Most of the time, Hoffman depicts Tolstoy as a doddering, grandfatherly old genius; his accomplishments and inner turmoil are alluded to, discussed, and debated by others, but never given dramatic expression. When Valentin first meets him, they don't talk about Tolstoy but rather about the young secretary's aspirations and his work. Valentin leaves the conversation exhilarated—“I am no one, and you are Lev Tolstoy!” he exclaims, amazed that so august a personage would take an interest in him. The two characters and actors have an endearing rapport, but the scene betrays one of the movie's critical problems—The Last Station is more concerned with the people who surround Tolstoy than with Tolstoy himself, and as such, it's missing a compelling dramatic center. Valentin, who is more or less a cipher with an annoying tick (he sneezes when nervous), becomes the film's de facto protagonist, the one character with access to all three principal players in the dispute over the will. To make this curious bit of dramaturgy more coherent, Hoffman makes Valentin a foil for Tolstoy: like his mentor, he's a committed Tolstoyan—until he meets spunky Masha (Kerry Condon), a self-possessed blond who lives in the Tolstoyan colony. McAvoy is too adorable for a life of celibacy, so it's only a matter of time before Valentin loses his virginity to Masha and comes around to the idea that romantic love is a worthier calling than nonviolent, celibate, property-less anarchism.

This dreadful romantic subplot is indicative of the movie's tendency to turn Tolstoyism into a straw man propped up rather ineffectually by Cherkov. Tolstoy has a hard time adhering to his stringent doctrine—he kills a fly without a second thought, waxes nostalgic for his bachelorhood, and puts up little resistance when Sofya seduces him ("You're my cock!" she exclaims, as he clucks like a chicken)—and Valentin, too, gives the whole thing up as soon as he gets Masha into bed.

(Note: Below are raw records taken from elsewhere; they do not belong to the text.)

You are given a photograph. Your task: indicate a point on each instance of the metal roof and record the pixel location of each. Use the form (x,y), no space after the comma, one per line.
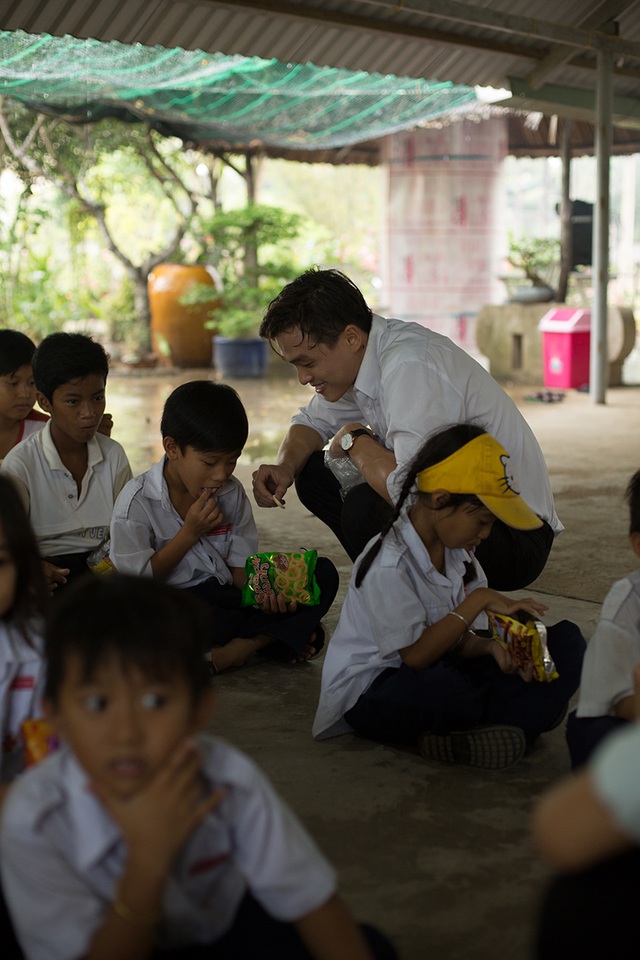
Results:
(548,61)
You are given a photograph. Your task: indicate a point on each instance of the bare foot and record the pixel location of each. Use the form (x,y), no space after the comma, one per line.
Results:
(306,654)
(311,648)
(237,651)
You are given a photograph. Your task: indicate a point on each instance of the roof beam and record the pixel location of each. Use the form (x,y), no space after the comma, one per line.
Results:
(606,12)
(395,19)
(573,102)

The movie has no believable advocate for Tolstoy's convictions, so its central conflict between romantic love and spiritual fervor is more or less inert. Hoffman directs with a light and stylistically busy touch (frequent handhelds, a few 360 degree shots, and an obtrusive score), and the gravity of Leo and Sofya's marital meltdown gets lost along the way: she had to endure the indignity of losing her inheritance after suffering through nearly fifty years of marriage to an impossibly difficult man whom she loved, admired, and despised at the same time; he saw his affection for his wife as an obstacle to his very salvation. Since the film, like its source novel by Jay Parini, focuses on Tolstoy’s last year, it dispenses with the trappings of a traditional biopic without sacrificing a compelling dramatic hook— could a filmmaker ask for a more riveting story to work with?—but The Last Station’s “love is all that matters” conclusion comes off as trite.

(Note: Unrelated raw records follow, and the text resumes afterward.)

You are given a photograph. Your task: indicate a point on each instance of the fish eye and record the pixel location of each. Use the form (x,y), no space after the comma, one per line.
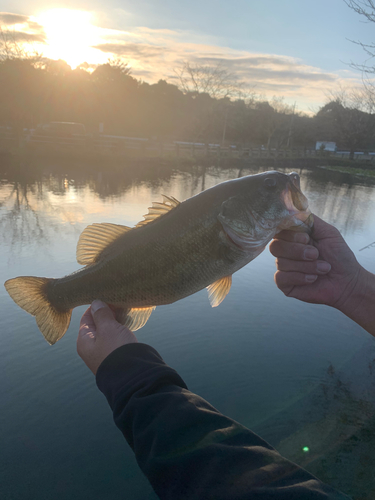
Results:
(270,182)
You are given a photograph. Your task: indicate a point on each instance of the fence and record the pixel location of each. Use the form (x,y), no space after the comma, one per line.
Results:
(110,145)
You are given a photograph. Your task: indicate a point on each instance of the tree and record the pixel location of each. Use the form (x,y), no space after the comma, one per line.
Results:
(216,81)
(348,120)
(366,9)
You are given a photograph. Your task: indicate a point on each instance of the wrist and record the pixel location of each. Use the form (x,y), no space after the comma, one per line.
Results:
(360,304)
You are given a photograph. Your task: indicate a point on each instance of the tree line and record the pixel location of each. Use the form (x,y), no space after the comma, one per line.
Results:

Hoffman telegraphs his sympathies early when he opens the movie with a quote from War and Peace: "Everything I know, I know because I love." The Last Station seems content to rest on this point, though Tolstoy (who wrote War and Peace in the first years of his marriage) came to take a more cynical attitude towards the subject. "They never understood a word he's ever written," complains Sofya of Cherkov and his disciples. The charge could be extended to Hoffman as well. If The Last Station is a paean to romantic love and a tragic story of two lifelong companions torn apart by manipulative schemers, Tolstoy, in his genius, saw a more complicated truth: that it's possible to adore someone, even build a life with that person, and hate them at the same time, and that all of us, even geniuses, must make peace with whatever divine force we believe in before we die, as each of us does, alone.